Сотворение города зачастую окутано мифами. Согласно библейской традиции город придумал братоубийца Каин, а потому, как пишет Блаженный Августин в труде «О граде Божьем», град земной навеки обречен на проклятие братоубийства. Мифы окружают и возникновение других городов: Рим был основан Ромулом, убившим своего брата Рема (здесь слышатся отзвуки библейской версии), Лондон – Брутом, потомком троянца Энея, которого послала в Британию богиня Диана.

Даже в наше время сила мифов о сотворении по-прежнему велика. В 2003 году была предпринята попытка через суд оспорить тот факт, что Калькутту (двумя годами ранее переименованную в Колкату) основали британцы: истец требовал установить, был ли этот индийский порт построен Ост-Индской компанией или, как считал он сам, возник гораздо раньше, о чем свидетельствовали находки археологов в расположенном неподалеку Чандракетугархе.

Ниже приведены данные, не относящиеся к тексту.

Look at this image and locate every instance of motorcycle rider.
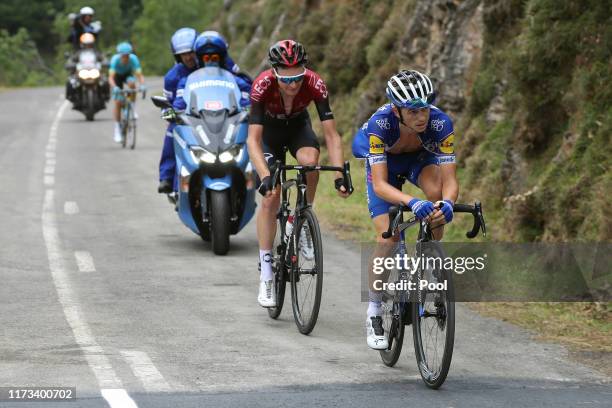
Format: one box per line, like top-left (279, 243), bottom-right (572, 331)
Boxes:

Но на самом деле в основании городов чаще всего лежит житейский прагматизм. Почти все города мира возникали не по воле королей-основателей или капризных богов, а благодаря географическим и прочим обстоятельствам – они строились либо как оплоты против врагов, либо возникали на перекрестках торговых путей, и в обоих случаях – поблизости от ресурсов, необходимых для существования. Рим был защищен самой природой – семью холмами; Лондон – основан в самой восточной точке русла Темзы, где римляне, пришедшие с южного побережья, могли переправиться через реку. Париж, Лагос и Мехико возникли на островах, защищенных со всех сторон водой; столица Сана, Дамаск и Сиань (один из четырех древнекитайских городов), несмотря на негостеприимные окрестности, стали важными перевалочными пунктами на процветающих караванных путях. «Мифы о сотворении» замалчивают и другую истину: первый город возник в результате внезапного, «шокового» исторического явления – первой урбанистической революции.

Самым древним из ныне существующих городов считается Дамаск: его история началась во 2-м тысячелетии до н. э. Его основал Уц, сын Арама, в городе жили арамейцы и ассирийцы, он был завоеван Александром Македонским, затем римлянами, халифатом династии Омейядов, монголами и египетскими мамелюками, потом вошел в состав Османской империи и наконец в 1918 году был «освобожден» Лоуренсом Аравийским. Сегодня город вновь оказался на грани краха – или нового этапа развития. Но еще за тысячу лет до основания Дамаска Урук, расположенный в пустыне Южного Ирака – первый город в истории, родина Гильгамеша, – был обнесен стенами, защищавшими территорию 6 квадратных километров, и в этих стенах жили 50 тысяч человек. Сейчас от этих некогда мощных укреплений остались лишь руины, засыпанные песком. Но как появились эти первые поселения – не из мифов же?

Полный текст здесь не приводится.